= Joseph Read (Canadian politician) =

Canadian politician

Joseph Read (October 31, 1849 - April 6, 1919) was a Canadian merchant, ship owner and political figure on Prince Edward Island. He represented 4th Prince in the Legislative Assembly of Prince Edward Island from 1900 to 1909 and Prince in the House of Commons of Canada from 1917 to 1919 as a Liberal.

He was born in Summerside, Prince Edward Island, the son of Ephraim Read and Rosara Chappell, and was educated there. After high school, he attended Ion's Nautical School in Liverpool, England. He later became a master mariner, commanding a number of large ships owned by John Lefurgey. In 1877, he married Sarah Carruthers. Read later served as shipping master and port warden at Summerside.

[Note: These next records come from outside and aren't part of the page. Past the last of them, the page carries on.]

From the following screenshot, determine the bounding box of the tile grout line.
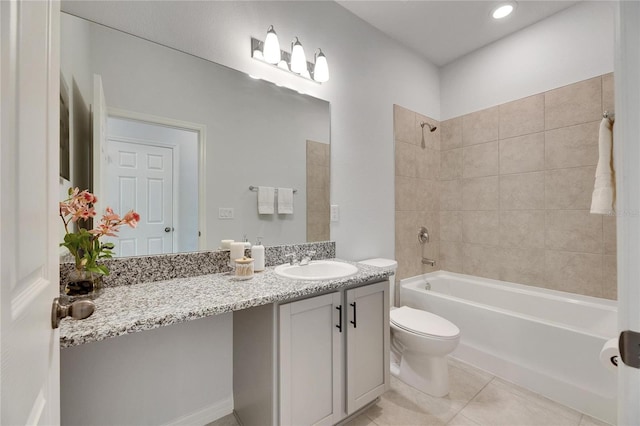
[446,376,497,425]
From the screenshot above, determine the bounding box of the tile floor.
[208,358,611,426]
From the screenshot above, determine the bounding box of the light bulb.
[290,37,307,74]
[300,68,311,79]
[263,25,281,64]
[313,49,329,82]
[492,3,515,19]
[252,49,264,60]
[277,60,289,70]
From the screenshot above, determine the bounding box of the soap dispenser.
[252,237,265,272]
[242,234,252,249]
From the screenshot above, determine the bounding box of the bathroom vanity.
[59,254,391,426]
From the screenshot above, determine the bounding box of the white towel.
[277,187,294,214]
[590,118,615,215]
[258,186,275,214]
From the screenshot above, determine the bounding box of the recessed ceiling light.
[492,3,515,19]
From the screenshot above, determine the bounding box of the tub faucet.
[422,258,436,267]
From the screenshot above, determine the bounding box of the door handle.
[336,305,342,333]
[164,227,174,232]
[51,297,95,329]
[350,302,357,328]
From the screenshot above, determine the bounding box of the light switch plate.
[218,208,234,219]
[330,205,339,222]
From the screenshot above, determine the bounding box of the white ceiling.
[337,0,581,67]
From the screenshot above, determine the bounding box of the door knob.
[165,227,171,232]
[51,297,95,329]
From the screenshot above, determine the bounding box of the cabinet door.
[280,292,343,426]
[346,281,390,414]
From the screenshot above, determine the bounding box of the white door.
[615,2,640,424]
[279,293,342,426]
[106,140,174,256]
[346,281,390,415]
[0,1,61,424]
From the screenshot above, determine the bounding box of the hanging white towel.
[258,186,275,214]
[277,187,294,214]
[590,118,615,215]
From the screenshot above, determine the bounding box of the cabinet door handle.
[350,302,357,328]
[336,305,342,333]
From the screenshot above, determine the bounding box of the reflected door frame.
[107,107,207,251]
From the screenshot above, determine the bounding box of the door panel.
[279,293,342,426]
[105,140,173,256]
[1,1,60,424]
[346,281,390,414]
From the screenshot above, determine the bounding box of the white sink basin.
[274,260,358,281]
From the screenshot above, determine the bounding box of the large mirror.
[60,12,331,257]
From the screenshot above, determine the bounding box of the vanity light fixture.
[491,2,516,19]
[262,25,281,64]
[313,49,329,83]
[290,37,307,74]
[250,26,330,84]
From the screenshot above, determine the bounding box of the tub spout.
[422,258,436,266]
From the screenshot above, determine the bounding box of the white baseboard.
[163,396,234,426]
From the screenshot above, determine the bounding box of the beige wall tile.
[463,141,499,178]
[462,106,499,146]
[440,148,463,181]
[417,179,440,212]
[416,114,440,151]
[499,94,544,139]
[395,140,418,178]
[545,166,596,210]
[602,73,614,115]
[394,104,416,144]
[500,210,545,249]
[441,211,462,242]
[603,254,617,300]
[395,176,417,211]
[499,172,544,210]
[417,146,440,180]
[395,210,420,280]
[440,241,463,273]
[307,186,330,214]
[307,211,329,242]
[545,250,603,297]
[306,140,329,166]
[441,179,462,211]
[441,117,462,151]
[603,215,617,255]
[545,210,603,253]
[419,211,440,273]
[500,248,546,286]
[463,243,501,280]
[462,176,499,210]
[545,121,599,169]
[545,77,602,130]
[462,211,500,246]
[499,133,545,175]
[307,163,330,189]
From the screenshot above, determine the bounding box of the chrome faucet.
[284,253,298,266]
[300,250,316,266]
[422,258,436,267]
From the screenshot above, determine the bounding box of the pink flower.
[123,210,140,228]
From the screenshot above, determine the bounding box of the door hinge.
[619,330,640,369]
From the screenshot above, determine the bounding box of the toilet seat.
[390,306,460,340]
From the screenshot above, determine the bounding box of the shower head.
[420,121,437,132]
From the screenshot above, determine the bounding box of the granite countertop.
[59,259,392,348]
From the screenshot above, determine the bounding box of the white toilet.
[359,258,460,397]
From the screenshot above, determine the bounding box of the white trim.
[614,1,640,424]
[10,274,49,321]
[107,107,207,250]
[161,396,233,426]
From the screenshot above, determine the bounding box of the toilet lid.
[390,306,460,339]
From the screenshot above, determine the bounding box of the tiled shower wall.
[306,140,330,242]
[395,73,617,300]
[394,105,441,281]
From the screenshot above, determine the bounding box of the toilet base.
[394,352,450,397]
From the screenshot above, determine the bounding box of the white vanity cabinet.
[233,279,390,426]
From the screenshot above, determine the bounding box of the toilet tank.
[358,258,398,307]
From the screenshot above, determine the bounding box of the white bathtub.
[400,271,617,424]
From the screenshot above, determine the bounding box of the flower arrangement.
[60,187,139,276]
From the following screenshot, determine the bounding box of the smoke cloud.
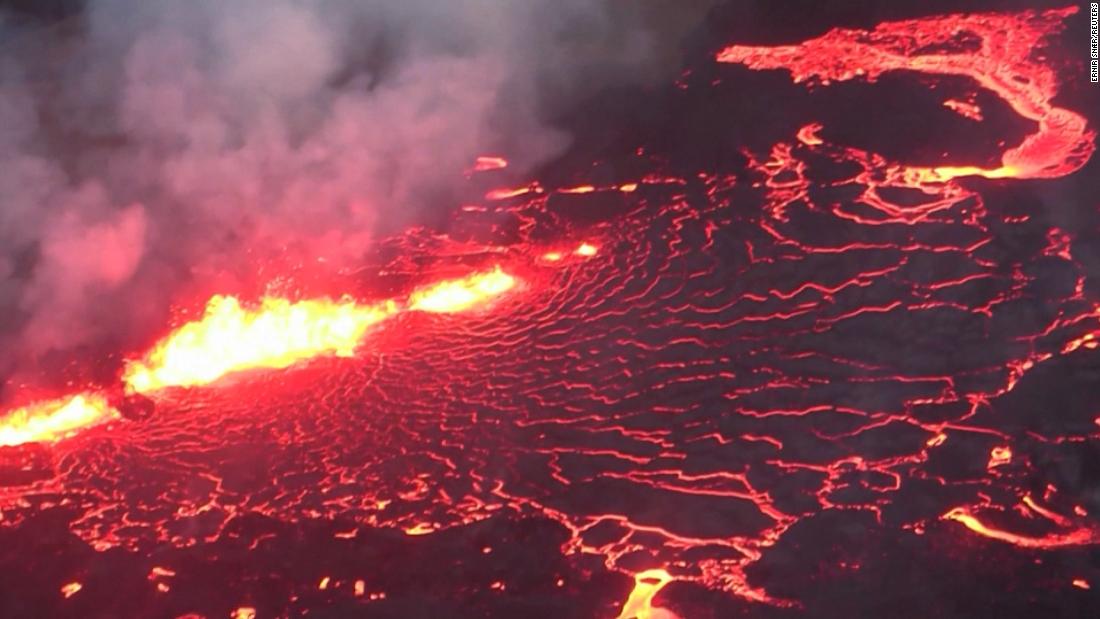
[0,0,715,393]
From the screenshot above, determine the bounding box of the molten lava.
[123,296,400,394]
[471,156,508,172]
[407,266,516,313]
[125,268,516,394]
[1,4,1098,618]
[0,394,118,448]
[617,569,679,619]
[942,507,1098,548]
[0,267,520,448]
[717,6,1095,184]
[575,243,598,257]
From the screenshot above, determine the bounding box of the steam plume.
[0,0,715,393]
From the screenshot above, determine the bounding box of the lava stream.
[123,296,400,394]
[617,569,679,619]
[0,267,518,447]
[407,266,516,313]
[942,507,1099,548]
[0,394,117,448]
[717,6,1095,184]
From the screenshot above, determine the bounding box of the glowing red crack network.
[0,6,1097,618]
[469,10,1100,604]
[718,6,1095,183]
[597,6,1100,607]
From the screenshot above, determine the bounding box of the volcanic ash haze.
[0,0,717,392]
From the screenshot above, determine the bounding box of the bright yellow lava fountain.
[0,267,518,447]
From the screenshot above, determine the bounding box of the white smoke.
[0,0,715,390]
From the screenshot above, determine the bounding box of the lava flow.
[2,4,1099,619]
[123,296,400,394]
[0,394,117,448]
[0,267,517,447]
[717,6,1095,184]
[407,266,516,313]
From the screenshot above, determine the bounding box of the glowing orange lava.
[717,7,1095,183]
[486,184,541,200]
[123,296,399,394]
[987,446,1012,469]
[943,99,983,121]
[575,243,598,257]
[0,266,522,448]
[617,569,679,619]
[796,123,824,146]
[942,507,1098,548]
[126,268,519,393]
[5,6,1097,615]
[407,266,516,313]
[0,394,118,447]
[560,185,597,194]
[471,156,508,172]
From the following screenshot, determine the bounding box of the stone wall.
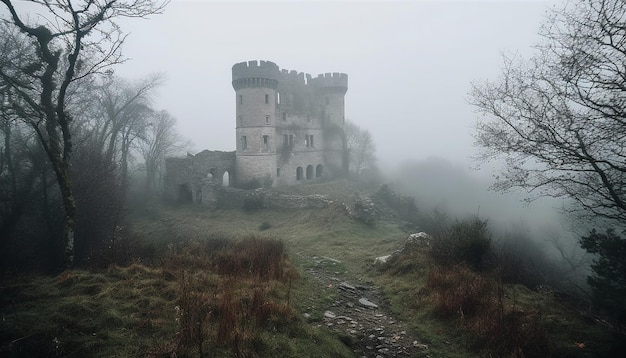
[200,183,337,211]
[164,150,236,203]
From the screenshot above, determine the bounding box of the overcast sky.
[112,0,554,171]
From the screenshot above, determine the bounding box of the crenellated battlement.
[309,72,348,90]
[232,60,281,90]
[233,60,347,91]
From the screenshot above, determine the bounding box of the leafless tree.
[0,0,168,268]
[92,74,162,192]
[344,120,376,177]
[470,0,626,226]
[139,110,186,193]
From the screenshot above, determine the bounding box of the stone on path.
[358,297,379,308]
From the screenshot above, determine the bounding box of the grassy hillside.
[1,180,621,357]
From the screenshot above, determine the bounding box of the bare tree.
[0,0,167,268]
[139,110,186,193]
[344,120,376,177]
[469,0,626,225]
[91,75,163,193]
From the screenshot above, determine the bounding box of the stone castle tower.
[163,60,347,203]
[232,60,348,186]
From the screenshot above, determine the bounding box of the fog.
[112,0,581,248]
[114,0,552,168]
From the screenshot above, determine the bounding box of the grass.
[2,180,622,357]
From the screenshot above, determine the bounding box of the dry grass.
[426,265,550,357]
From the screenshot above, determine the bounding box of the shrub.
[430,217,492,270]
[242,197,264,212]
[426,265,550,356]
[581,228,626,332]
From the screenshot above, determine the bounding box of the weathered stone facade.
[165,60,348,203]
[163,150,236,203]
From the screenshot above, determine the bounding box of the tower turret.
[232,60,281,186]
[310,73,349,174]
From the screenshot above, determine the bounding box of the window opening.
[262,135,269,150]
[277,92,281,104]
[265,94,269,104]
[277,168,281,177]
[265,115,270,124]
[241,136,247,150]
[306,165,314,180]
[239,94,243,105]
[296,167,303,180]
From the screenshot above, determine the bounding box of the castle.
[164,60,348,203]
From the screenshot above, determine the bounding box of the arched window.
[306,165,314,180]
[296,167,303,180]
[222,171,230,186]
[316,164,323,178]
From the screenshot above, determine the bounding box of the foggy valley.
[1,0,625,357]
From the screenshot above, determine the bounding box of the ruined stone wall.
[163,150,236,203]
[201,183,337,210]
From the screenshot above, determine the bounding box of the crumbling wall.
[164,150,236,203]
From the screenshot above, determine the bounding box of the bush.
[581,228,626,331]
[242,197,264,212]
[430,217,492,270]
[426,265,550,356]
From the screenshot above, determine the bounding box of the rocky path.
[302,256,430,358]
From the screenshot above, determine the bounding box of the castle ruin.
[164,60,348,203]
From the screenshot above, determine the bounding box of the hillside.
[1,180,621,357]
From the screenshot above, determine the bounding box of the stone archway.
[296,166,303,180]
[306,165,314,180]
[316,164,323,178]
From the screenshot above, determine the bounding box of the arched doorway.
[222,171,230,186]
[178,183,192,203]
[306,165,314,180]
[316,164,323,178]
[296,166,303,180]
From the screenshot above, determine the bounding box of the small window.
[283,134,288,146]
[239,94,243,105]
[265,115,270,124]
[310,135,314,148]
[265,94,269,104]
[304,135,309,148]
[277,168,281,177]
[241,136,247,150]
[262,135,269,150]
[277,92,281,104]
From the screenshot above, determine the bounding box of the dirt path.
[303,256,429,358]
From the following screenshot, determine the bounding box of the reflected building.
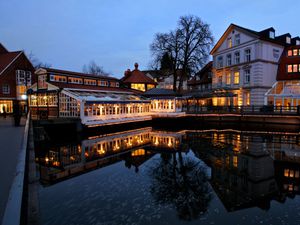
[189,131,300,211]
[36,127,187,184]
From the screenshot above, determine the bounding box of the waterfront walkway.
[0,116,26,223]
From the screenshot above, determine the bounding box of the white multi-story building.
[210,24,290,106]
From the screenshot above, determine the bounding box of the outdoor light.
[21,94,27,100]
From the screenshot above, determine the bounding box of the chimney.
[124,69,131,77]
[134,62,139,70]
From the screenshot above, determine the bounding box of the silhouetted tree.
[148,152,212,220]
[82,60,108,76]
[150,15,214,92]
[28,52,52,69]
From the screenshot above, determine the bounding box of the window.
[26,71,32,86]
[16,70,26,85]
[2,84,10,94]
[245,49,251,62]
[234,71,240,84]
[226,73,231,85]
[84,79,97,86]
[287,65,293,73]
[234,52,240,64]
[227,54,232,66]
[99,80,108,87]
[217,56,223,68]
[116,82,119,87]
[273,49,280,59]
[235,34,240,45]
[68,77,83,84]
[269,31,275,39]
[286,36,291,44]
[288,50,293,56]
[244,69,250,84]
[293,64,298,72]
[293,49,298,56]
[297,40,300,45]
[227,37,232,48]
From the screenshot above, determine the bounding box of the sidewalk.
[0,116,26,223]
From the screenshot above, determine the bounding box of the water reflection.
[149,152,212,220]
[35,128,300,224]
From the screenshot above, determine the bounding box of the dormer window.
[286,36,291,44]
[269,31,275,39]
[296,40,300,45]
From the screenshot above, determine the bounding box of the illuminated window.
[235,34,240,45]
[290,170,294,178]
[245,49,251,62]
[293,64,298,72]
[147,84,155,90]
[287,65,293,73]
[227,37,232,48]
[226,73,231,85]
[131,83,145,91]
[295,171,300,178]
[287,50,293,56]
[284,169,289,177]
[245,92,250,106]
[293,49,298,56]
[234,52,240,64]
[227,54,232,66]
[234,72,240,84]
[2,84,10,94]
[233,156,238,168]
[244,69,250,84]
[84,79,97,86]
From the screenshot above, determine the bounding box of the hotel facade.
[210,24,290,106]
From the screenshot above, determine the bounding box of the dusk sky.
[1,0,299,78]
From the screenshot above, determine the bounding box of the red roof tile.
[0,51,22,75]
[121,63,157,85]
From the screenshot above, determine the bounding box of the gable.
[211,24,258,55]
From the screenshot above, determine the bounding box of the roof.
[62,89,150,104]
[143,88,177,96]
[48,82,140,93]
[0,51,22,75]
[42,67,119,81]
[121,63,157,85]
[210,24,290,55]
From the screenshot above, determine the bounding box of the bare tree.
[82,60,108,76]
[27,51,52,69]
[150,15,214,92]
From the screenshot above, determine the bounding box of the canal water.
[34,126,300,225]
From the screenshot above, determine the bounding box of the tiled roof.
[122,69,157,84]
[43,67,119,81]
[0,51,22,75]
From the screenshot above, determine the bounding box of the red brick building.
[266,42,300,108]
[121,63,157,92]
[0,43,35,113]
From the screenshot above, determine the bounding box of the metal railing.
[184,105,300,116]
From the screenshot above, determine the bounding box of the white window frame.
[234,51,240,64]
[244,49,251,62]
[244,69,250,84]
[2,84,10,94]
[235,34,240,45]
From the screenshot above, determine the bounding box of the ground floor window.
[0,100,13,113]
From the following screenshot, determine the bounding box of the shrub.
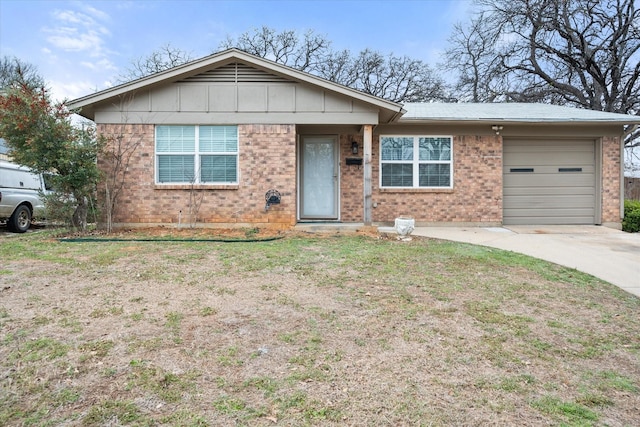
[622,199,640,233]
[42,192,76,227]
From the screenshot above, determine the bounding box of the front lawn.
[1,229,638,426]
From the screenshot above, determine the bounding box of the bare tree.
[221,26,447,102]
[98,96,144,233]
[0,56,45,91]
[351,49,446,102]
[625,145,640,177]
[219,27,333,73]
[315,49,357,87]
[445,0,640,144]
[116,44,195,83]
[444,14,507,102]
[118,27,446,102]
[187,175,204,229]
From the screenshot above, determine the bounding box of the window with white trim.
[155,125,238,184]
[380,136,452,188]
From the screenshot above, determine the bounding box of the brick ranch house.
[68,49,640,230]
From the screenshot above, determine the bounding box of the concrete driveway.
[411,225,640,298]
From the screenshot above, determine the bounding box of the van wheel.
[9,205,32,233]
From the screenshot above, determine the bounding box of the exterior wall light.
[351,140,359,154]
[491,125,504,135]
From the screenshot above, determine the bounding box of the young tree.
[98,118,142,233]
[0,82,100,230]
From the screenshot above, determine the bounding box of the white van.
[0,160,48,232]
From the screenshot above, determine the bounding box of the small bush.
[42,192,77,226]
[622,199,640,233]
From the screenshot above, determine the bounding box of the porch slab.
[294,223,366,233]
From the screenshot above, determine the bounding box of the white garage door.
[503,139,596,225]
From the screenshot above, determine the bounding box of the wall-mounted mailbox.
[346,157,363,166]
[264,189,281,211]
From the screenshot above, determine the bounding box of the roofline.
[68,48,405,119]
[398,117,640,125]
[399,102,640,125]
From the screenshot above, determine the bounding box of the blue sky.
[0,0,474,101]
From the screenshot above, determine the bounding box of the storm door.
[299,136,339,219]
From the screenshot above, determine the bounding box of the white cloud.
[44,7,111,57]
[52,10,87,26]
[49,78,101,101]
[82,4,111,23]
[39,4,118,101]
[80,58,117,72]
[47,29,105,53]
[445,0,476,23]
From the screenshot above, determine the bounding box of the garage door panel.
[504,195,595,209]
[505,207,594,217]
[505,139,593,149]
[504,165,595,174]
[505,174,595,187]
[504,146,593,155]
[505,153,594,166]
[503,187,594,196]
[503,139,596,225]
[504,215,595,225]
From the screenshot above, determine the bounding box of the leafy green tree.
[0,82,100,230]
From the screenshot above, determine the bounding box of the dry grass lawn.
[1,227,639,426]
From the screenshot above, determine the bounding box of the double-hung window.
[380,136,452,188]
[156,125,238,184]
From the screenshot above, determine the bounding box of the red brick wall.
[602,136,621,223]
[339,135,364,222]
[96,125,618,228]
[97,124,297,229]
[338,134,503,224]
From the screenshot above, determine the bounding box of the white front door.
[300,136,339,219]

Read served in the province's Executive Council from 1904 to 1905. His election in 1908 was disputed due to questions about the eligibility of some votes. Depending on the source quoted, in 1909, either his election was overturned or he resigned to allow a by-election. Read was defeated by three votes in the by-election held later that year. In the House of Commons, Read spoke against the decrease in the number of federal seats allocated to Prince Edward Island from six at the time that it joined Canada to four when Read was elected to the House. He died in office in Ottawa at the age of 69.

William Lyon Mackenzie King, chosen as Liberal party leader but without a seat, was elected to the House of Commons in the 1919 by-election held for the Prince seat following Read's death.